How to Overcome Iron Deficiency Anemia During Pregnancy

Iron is required for red blood cell hemoglobin formation; hemoglobin binds oxygen and transports it throughout the body. Iron also functions as an enzyme cofactor in oxidation/reduction reactions. Iron requirements vary throughout the lifecycle of a person. The need for iron rises during menstruation, pregnancy, and periods of rapid growth, such as early childhood and adolescence.

Why Iron is So Important for Pregnant Women? 

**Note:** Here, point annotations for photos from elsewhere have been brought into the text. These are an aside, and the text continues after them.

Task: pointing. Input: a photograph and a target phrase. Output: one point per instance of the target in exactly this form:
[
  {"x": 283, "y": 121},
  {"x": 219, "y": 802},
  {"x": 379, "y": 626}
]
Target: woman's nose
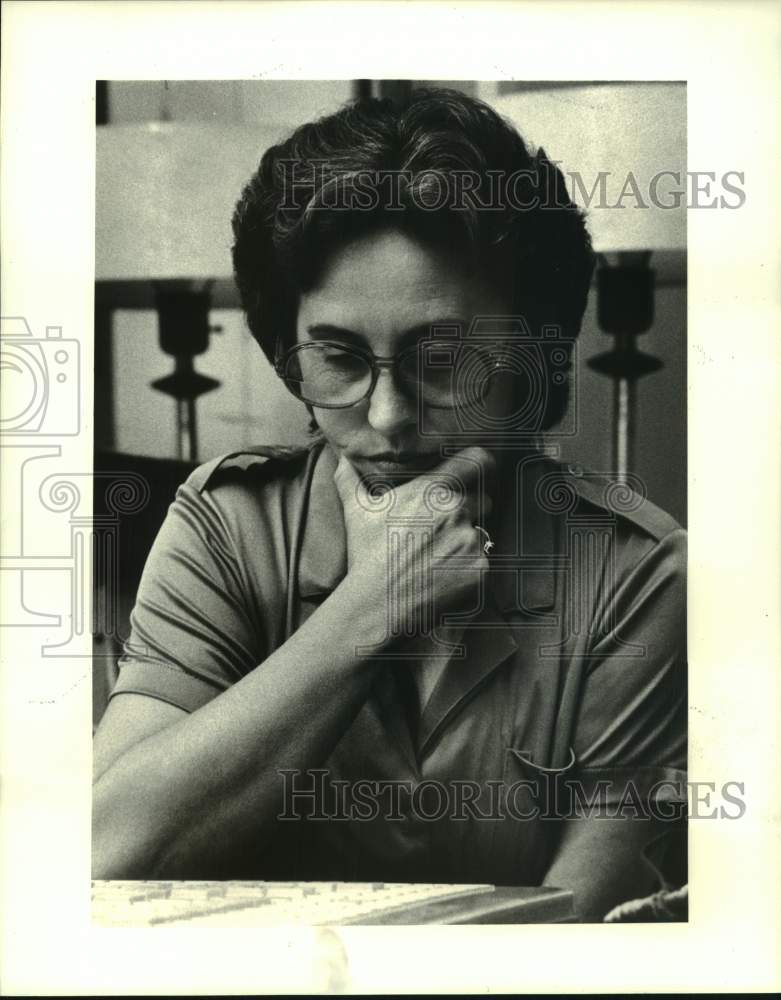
[{"x": 389, "y": 409}]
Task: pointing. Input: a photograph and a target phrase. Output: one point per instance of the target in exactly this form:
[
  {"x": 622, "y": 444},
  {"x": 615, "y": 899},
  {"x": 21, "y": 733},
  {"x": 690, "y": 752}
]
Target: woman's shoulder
[
  {"x": 249, "y": 465},
  {"x": 580, "y": 493}
]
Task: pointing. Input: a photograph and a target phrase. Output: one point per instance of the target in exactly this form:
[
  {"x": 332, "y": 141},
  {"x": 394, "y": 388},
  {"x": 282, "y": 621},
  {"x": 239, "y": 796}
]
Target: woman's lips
[{"x": 396, "y": 461}]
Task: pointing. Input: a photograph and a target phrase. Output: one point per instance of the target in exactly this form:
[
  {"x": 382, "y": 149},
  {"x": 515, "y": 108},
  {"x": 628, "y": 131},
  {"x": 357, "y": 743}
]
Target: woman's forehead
[{"x": 392, "y": 283}]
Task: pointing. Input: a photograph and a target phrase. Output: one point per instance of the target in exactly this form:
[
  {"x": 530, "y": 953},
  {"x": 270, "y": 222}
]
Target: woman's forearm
[
  {"x": 600, "y": 860},
  {"x": 167, "y": 805}
]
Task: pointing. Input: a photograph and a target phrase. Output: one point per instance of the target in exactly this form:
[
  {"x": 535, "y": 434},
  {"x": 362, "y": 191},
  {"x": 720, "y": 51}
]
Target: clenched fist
[{"x": 415, "y": 544}]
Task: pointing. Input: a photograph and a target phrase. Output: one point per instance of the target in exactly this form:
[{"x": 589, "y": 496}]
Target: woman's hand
[{"x": 415, "y": 544}]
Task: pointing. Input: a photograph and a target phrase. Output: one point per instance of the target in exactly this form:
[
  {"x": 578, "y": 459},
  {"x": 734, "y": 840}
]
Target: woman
[{"x": 415, "y": 649}]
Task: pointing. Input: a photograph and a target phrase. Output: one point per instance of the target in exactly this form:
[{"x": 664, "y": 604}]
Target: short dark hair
[{"x": 329, "y": 183}]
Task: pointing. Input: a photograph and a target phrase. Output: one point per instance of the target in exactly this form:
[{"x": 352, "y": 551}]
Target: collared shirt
[{"x": 568, "y": 680}]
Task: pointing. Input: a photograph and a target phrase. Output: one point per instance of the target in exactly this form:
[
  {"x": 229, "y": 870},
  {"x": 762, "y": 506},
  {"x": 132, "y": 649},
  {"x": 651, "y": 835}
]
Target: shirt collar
[{"x": 522, "y": 569}]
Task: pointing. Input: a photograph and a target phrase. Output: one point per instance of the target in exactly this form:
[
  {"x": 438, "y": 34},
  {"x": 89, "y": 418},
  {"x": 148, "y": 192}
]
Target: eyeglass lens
[{"x": 330, "y": 375}]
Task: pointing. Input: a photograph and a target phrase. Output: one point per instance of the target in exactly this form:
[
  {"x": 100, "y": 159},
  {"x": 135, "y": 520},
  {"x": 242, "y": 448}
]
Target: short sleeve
[
  {"x": 192, "y": 630},
  {"x": 631, "y": 723}
]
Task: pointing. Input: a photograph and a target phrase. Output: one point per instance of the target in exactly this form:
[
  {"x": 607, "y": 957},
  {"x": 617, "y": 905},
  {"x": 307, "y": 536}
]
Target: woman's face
[{"x": 383, "y": 292}]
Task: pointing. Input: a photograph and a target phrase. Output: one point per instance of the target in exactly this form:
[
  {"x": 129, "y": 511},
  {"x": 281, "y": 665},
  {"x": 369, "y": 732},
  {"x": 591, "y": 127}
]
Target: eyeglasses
[{"x": 332, "y": 375}]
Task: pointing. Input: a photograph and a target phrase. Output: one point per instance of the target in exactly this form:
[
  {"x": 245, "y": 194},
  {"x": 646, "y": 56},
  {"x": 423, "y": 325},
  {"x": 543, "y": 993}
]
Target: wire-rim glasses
[{"x": 333, "y": 375}]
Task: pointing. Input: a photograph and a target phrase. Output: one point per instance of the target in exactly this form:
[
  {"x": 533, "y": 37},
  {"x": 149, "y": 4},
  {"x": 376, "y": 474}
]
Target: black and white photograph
[
  {"x": 414, "y": 638},
  {"x": 350, "y": 533}
]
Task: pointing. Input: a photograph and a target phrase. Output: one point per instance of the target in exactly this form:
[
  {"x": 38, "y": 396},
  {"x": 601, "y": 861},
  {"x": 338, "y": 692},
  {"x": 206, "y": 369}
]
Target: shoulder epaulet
[
  {"x": 621, "y": 499},
  {"x": 247, "y": 458}
]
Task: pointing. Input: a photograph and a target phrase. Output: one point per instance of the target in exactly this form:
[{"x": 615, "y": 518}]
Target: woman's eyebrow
[{"x": 325, "y": 331}]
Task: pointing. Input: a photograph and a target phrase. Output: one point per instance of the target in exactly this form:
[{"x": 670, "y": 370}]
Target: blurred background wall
[{"x": 251, "y": 407}]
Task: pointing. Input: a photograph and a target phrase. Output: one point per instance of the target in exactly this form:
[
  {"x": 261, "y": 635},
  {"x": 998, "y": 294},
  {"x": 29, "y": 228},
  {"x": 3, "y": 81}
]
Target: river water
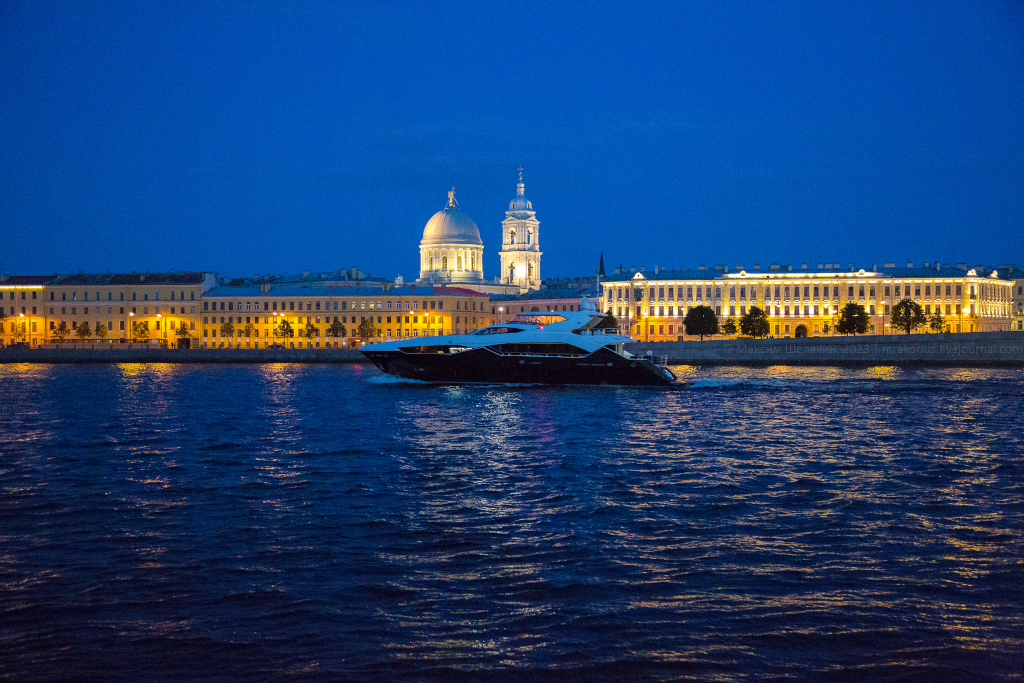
[{"x": 325, "y": 522}]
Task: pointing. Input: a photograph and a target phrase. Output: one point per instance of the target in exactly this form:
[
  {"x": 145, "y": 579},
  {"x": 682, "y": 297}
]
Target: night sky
[{"x": 257, "y": 137}]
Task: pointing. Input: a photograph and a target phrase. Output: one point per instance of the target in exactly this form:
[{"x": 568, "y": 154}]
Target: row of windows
[
  {"x": 237, "y": 319},
  {"x": 432, "y": 304},
  {"x": 110, "y": 296},
  {"x": 794, "y": 292},
  {"x": 785, "y": 310},
  {"x": 175, "y": 310},
  {"x": 121, "y": 325}
]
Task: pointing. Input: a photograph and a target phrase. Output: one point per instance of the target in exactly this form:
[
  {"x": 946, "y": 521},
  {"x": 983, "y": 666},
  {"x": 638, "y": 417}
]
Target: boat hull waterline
[{"x": 480, "y": 366}]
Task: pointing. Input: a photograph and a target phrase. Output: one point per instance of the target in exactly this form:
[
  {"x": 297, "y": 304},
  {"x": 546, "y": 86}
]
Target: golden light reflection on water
[{"x": 883, "y": 372}]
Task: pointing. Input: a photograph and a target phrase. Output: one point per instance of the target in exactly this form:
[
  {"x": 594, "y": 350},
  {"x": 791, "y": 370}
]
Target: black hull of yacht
[{"x": 481, "y": 366}]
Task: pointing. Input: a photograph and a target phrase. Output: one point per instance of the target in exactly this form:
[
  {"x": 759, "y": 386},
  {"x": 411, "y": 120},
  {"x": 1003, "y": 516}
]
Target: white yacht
[{"x": 547, "y": 347}]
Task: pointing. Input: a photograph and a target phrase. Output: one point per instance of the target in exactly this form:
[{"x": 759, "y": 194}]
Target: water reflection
[{"x": 757, "y": 522}]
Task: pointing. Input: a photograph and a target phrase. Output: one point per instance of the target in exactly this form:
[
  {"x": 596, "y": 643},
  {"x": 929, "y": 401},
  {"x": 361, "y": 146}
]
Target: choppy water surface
[{"x": 316, "y": 522}]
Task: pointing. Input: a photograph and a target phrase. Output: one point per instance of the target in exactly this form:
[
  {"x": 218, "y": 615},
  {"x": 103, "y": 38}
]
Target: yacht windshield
[
  {"x": 534, "y": 318},
  {"x": 499, "y": 330}
]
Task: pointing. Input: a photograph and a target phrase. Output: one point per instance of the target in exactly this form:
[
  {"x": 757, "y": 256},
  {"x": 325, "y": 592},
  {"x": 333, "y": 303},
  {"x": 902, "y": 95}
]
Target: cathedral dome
[{"x": 451, "y": 225}]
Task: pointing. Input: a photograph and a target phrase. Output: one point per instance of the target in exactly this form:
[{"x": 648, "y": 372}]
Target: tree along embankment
[
  {"x": 115, "y": 354},
  {"x": 978, "y": 349}
]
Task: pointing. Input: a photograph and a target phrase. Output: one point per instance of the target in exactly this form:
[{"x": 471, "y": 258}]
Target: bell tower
[{"x": 520, "y": 253}]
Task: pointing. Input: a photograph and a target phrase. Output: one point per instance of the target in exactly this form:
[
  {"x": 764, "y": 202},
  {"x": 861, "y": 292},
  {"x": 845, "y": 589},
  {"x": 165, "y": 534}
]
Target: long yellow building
[
  {"x": 650, "y": 305},
  {"x": 164, "y": 302},
  {"x": 396, "y": 312}
]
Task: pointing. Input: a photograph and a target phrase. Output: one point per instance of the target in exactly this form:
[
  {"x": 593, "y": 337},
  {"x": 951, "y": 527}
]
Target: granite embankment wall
[
  {"x": 977, "y": 349},
  {"x": 112, "y": 353},
  {"x": 970, "y": 349}
]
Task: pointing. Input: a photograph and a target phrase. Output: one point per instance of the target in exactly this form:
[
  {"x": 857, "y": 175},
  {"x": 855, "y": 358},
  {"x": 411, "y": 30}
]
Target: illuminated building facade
[
  {"x": 397, "y": 312},
  {"x": 651, "y": 305},
  {"x": 520, "y": 253},
  {"x": 164, "y": 301},
  {"x": 1018, "y": 304}
]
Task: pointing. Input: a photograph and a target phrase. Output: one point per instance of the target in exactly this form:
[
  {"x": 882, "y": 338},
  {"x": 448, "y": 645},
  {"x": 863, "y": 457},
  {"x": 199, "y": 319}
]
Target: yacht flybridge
[{"x": 549, "y": 347}]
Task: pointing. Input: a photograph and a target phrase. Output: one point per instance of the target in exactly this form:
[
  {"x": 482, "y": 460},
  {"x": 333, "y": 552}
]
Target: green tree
[
  {"x": 284, "y": 330},
  {"x": 367, "y": 329},
  {"x": 908, "y": 315},
  {"x": 852, "y": 319},
  {"x": 337, "y": 329},
  {"x": 607, "y": 323},
  {"x": 755, "y": 323},
  {"x": 700, "y": 321},
  {"x": 140, "y": 331}
]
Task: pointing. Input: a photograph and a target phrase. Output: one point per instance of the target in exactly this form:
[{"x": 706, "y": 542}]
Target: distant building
[
  {"x": 520, "y": 253},
  {"x": 163, "y": 301},
  {"x": 566, "y": 297},
  {"x": 650, "y": 305},
  {"x": 398, "y": 312},
  {"x": 452, "y": 252}
]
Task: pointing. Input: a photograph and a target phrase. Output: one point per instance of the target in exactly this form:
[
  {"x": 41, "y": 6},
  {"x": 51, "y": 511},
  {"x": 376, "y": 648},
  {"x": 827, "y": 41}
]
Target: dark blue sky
[{"x": 266, "y": 137}]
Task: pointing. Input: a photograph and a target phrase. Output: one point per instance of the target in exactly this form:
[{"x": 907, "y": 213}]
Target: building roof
[
  {"x": 549, "y": 294},
  {"x": 343, "y": 276},
  {"x": 287, "y": 291},
  {"x": 137, "y": 279},
  {"x": 13, "y": 281},
  {"x": 945, "y": 270}
]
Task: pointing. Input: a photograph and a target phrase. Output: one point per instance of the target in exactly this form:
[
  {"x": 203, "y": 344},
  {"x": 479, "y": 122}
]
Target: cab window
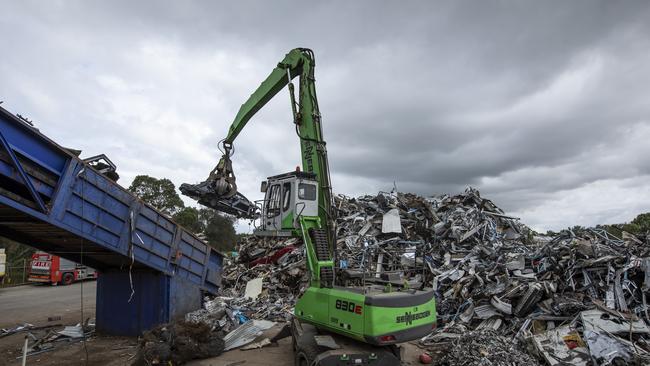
[
  {"x": 307, "y": 191},
  {"x": 286, "y": 196},
  {"x": 273, "y": 208}
]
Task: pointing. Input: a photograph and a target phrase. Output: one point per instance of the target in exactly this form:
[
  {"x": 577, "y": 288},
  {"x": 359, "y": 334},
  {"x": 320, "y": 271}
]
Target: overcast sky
[{"x": 543, "y": 106}]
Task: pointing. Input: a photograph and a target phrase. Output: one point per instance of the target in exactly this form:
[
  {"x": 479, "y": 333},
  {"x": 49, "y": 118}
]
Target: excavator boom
[{"x": 299, "y": 204}]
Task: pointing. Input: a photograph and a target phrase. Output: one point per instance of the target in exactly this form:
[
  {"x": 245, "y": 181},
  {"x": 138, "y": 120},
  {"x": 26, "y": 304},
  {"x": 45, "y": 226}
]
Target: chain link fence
[{"x": 16, "y": 274}]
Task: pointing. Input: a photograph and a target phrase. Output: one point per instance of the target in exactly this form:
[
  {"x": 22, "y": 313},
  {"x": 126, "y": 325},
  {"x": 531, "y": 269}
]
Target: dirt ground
[{"x": 34, "y": 304}]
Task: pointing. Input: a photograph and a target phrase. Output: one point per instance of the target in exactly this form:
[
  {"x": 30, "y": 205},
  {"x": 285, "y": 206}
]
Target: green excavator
[{"x": 365, "y": 321}]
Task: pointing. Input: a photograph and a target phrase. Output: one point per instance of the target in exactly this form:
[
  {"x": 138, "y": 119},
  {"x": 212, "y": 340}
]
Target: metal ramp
[{"x": 51, "y": 200}]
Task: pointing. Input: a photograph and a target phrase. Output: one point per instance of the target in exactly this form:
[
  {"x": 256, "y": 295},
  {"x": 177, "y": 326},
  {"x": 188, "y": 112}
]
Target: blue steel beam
[{"x": 28, "y": 183}]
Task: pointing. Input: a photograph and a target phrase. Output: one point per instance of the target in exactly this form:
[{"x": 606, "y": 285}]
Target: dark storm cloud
[{"x": 541, "y": 105}]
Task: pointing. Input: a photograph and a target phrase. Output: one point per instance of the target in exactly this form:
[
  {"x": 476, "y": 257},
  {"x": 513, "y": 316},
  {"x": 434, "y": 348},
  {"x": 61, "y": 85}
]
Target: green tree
[
  {"x": 160, "y": 193},
  {"x": 219, "y": 230},
  {"x": 640, "y": 225},
  {"x": 188, "y": 217}
]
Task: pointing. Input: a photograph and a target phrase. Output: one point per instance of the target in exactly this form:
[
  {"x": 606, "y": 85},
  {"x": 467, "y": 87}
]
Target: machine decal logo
[
  {"x": 348, "y": 306},
  {"x": 408, "y": 317}
]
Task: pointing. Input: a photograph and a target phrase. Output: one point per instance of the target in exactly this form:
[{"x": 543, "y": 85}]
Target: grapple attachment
[{"x": 219, "y": 191}]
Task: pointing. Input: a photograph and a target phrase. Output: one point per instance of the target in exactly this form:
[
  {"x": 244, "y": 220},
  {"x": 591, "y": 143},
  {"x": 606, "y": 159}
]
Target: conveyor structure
[{"x": 151, "y": 269}]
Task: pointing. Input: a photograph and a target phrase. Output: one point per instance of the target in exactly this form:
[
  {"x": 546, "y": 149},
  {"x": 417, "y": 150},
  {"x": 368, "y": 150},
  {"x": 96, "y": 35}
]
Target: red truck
[{"x": 47, "y": 268}]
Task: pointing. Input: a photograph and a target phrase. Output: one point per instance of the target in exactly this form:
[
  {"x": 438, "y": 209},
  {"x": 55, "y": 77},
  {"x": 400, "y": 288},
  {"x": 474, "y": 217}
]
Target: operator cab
[{"x": 288, "y": 196}]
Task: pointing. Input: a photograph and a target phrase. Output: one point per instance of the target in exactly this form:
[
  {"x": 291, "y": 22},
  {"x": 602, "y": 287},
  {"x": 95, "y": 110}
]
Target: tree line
[{"x": 214, "y": 227}]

Why Iron is So Important for Pregnant Women?

Iron is an essential mineral in our body. It is mostly found in the hemoglobin, the blood protein, which carries oxygen to the different body tissues. Pregnant women need extra iron than other people because they are providing nutrition for two persons—for themselves and the fetus. So, the requirements for nutrients like iron become almost double during pregnancy which should be fulfilled by every possible means. Another reason for the high need for iron for pregnant women is that it is crucial in the formation of blood for the fetus, cognitive development, and a healthy immune system.

Iron Deficiency Anemia and Low Hb Levels in Pregnant Women:

Although the iron requirements become 2-fold when women conceive, some women can’t manage to fulfill this need resulting in iron deficiency anemia. According to NNS-2018, around 18 % of women of reproductive age are suffering from iron deficiency anemia. Iron deficiency anemia is the most common type of anemia in which hemoglobin level reduces, which carries oxygen to the different body tissues, resulting in the shortage of oxygen to the different body tissues. Pregnant women are at higher risk of developing iron deficiency anemia, due to which their hemoglobin levels become lower than normal. The normal hemoglobin levels (Hb) for women are 12-14 g/dL. 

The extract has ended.